Within African Studies, this research centres gendered indigenous epistemologies as a serious field of inquiry and a practical developmental resource. It challenges hegemonic knowledge systems by demonstrating that African IKS are dynamic, theorising systems capable of addressing contemporary challenges like ecological degradation (Tshabangu et al., 2024; Zickafoose et al., 2024). The study validates the use of culturally congruent evaluative criteria, strengthening methodological rigour, and highlights the interconnectedness of cultural vitality, ecological sustainability, and economic resilience (EDAFENENE & ETCHIE, 2025; Moitra et al., 2023).

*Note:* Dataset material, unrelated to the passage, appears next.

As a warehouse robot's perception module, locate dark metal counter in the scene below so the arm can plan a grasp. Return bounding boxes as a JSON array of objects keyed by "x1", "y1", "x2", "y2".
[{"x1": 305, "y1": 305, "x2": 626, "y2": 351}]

Future research must build upon these foundations. Longitudinal studies are required to track the intergenerational sustainability of IKS revitalisation efforts (Abonyi, 2025). Further investigation is needed into innovative financing models, potentially bridging community-based resource pooling with formal mechanisms like diaspora remittances (Oluwabiyi, 2025). Additionally, research should explore integrating IKS into formal education and professional training to foster practitioners literate in both indigenous and conventional knowledge systems (Mamaleka, 2024). Finally, comparative studies across different West African ecocultural zones would be invaluable for refining the proposed framework (Yerima et al., 2024).
In conclusion, this study posits that sustainable development in Nigeria is fundamentally an endogenous practice, best anchored in indigenous knowledge and ethically led by the women who have sustained it. The intervention has shown that with appropriate agency and institutional support, women custodians can steward their communities towards a future where development is a lived reality rooted in cultural identity, ecological balance, and social equity.